Trey Gowdy: FBI gave campaigns different briefings in 2016; Strzok handled Trump’s

by WorldTribune Staff, June 24, 2019

When it was advising the 2016 presidential campaigns on how to deal with the threat posed by foreign actors, the FBI gave preferential treatment to Hillary Clinton’s campaign, former South Carolina Rep. Trey Gowdy said.

Gowdy, during a June 23 interview on Fox News, cited documents he has viewed in asserting that the campaigns of both Clinton and then-candidate Donald Trump received counterintelligence “defensive” briefings, but claimed they were not the same.

Trey Gowdy: ‘The defense of Comey and the media and the Democrats has always been, yeah, some of the FBI was biased against Trump, and it didn’t really matter. This really matters.’

Gregory Brower, assistant director of the FBI’s Office of Congressional Affairs, wrote Sen.
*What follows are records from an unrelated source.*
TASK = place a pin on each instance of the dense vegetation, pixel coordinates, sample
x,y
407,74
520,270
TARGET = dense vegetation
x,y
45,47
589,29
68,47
Chuck Grassley, Iowan Republican, in October 2017 to confirm “an experienced FBI counterintelligence agent” provided a defensive briefing to Trump in August 2016 “focused on the broad range of threats posed by foreign intelligence entities.” The letter said “[s]imilar briefings” were also provided to Clinton and the two vice presidential candidates prior to the November election, and that campaign staff additionally were briefed.

Gowdy, however, said the FBI provided “two different kinds of defensive briefings to candidates depending on who you like and who you don’t,” and coupled with how the FBI withheld transcript material from the FISA court, “then your bias begins to impact the investigation.”
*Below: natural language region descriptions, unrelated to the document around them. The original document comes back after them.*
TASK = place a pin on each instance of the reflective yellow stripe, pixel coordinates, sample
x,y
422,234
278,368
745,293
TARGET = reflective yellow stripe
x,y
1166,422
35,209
Trump’s briefing was coordinated by FBI agent Peter Strzok, who had indicated in emails with FBI lawyer and lover Lisa Page that he was virulently anti-Trump. According to Rep. John Ratcliffe, Texas Republican, the briefing made no mention of the counterintelligence investigation into members of the Trump team that Strzok had opened less than three weeks prior.

Gowdy, who during his tenure in the House was chairman of the Oversight Committee, has spoken out about classified information he claims “has the potential to be a game changer.”
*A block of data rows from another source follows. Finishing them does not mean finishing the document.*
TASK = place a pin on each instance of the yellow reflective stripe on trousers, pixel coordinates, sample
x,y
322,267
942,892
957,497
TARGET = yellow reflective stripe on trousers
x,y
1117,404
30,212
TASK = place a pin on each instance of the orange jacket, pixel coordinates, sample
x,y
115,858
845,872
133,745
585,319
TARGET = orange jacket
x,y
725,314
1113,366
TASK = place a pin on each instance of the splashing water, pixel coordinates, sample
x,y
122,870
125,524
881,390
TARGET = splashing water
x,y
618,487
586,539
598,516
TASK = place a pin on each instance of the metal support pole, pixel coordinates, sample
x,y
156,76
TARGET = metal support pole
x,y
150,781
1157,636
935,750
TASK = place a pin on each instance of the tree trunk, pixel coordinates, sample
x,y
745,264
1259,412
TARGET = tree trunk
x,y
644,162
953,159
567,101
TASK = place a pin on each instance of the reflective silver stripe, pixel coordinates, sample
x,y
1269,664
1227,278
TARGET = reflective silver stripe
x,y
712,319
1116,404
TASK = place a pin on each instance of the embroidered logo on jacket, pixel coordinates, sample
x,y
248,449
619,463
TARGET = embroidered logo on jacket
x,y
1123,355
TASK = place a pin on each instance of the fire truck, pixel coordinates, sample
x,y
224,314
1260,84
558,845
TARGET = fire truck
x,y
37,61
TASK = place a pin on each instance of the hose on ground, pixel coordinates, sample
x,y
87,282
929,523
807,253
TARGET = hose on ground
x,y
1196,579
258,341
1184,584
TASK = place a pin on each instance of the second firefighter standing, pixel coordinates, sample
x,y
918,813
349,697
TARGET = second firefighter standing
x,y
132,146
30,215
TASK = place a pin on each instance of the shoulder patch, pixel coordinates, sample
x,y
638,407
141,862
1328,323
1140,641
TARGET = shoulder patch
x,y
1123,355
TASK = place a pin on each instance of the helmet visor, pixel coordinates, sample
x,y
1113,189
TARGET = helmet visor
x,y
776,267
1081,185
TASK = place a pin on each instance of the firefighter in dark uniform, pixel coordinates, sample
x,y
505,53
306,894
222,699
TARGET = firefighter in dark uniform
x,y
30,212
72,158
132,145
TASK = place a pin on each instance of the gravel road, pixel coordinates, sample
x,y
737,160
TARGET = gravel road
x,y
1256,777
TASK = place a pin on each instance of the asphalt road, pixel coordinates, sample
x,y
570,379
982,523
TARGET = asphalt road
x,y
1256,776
Last month, Gowdy discussed unreleased transcripts of recorded conversations between FBI informants and former Trump campaign associate George Papadopoulos. Gowdy said “one in particular has the potential to actually persuade people” and noted this “exculpatory evidence related to Papadopoulos was not included in the Foreign Intelligence Surveillance Act applications targeting former Trump campaign adviser Carter Page.”

In his interview with Fox News host Maria Bartiromo, Gowdy called for the transcript to be released so the American public can view them. Gowdy said the documents were persuasive enough for him to change his mind after initially being “supportive” of the appointment of special counsel Robert Mueller.

“You want to think of law enforcement as being unbiased and disinterested in the outcome as long as we just find the facts. But when you have information that someone you think has done something wrong has, in fact, not done something wrong, when you have exculpatory information and you don’t share it with others and then you put that together with Strzok and Page and the defensive briefings, remember, Maria, the defense of [former FBI Director James] Comey and the media and the Democrats has always been, yeah, some of the FBI was biased against Trump, and it didn’t really matter. This really matters,” Gowdy said.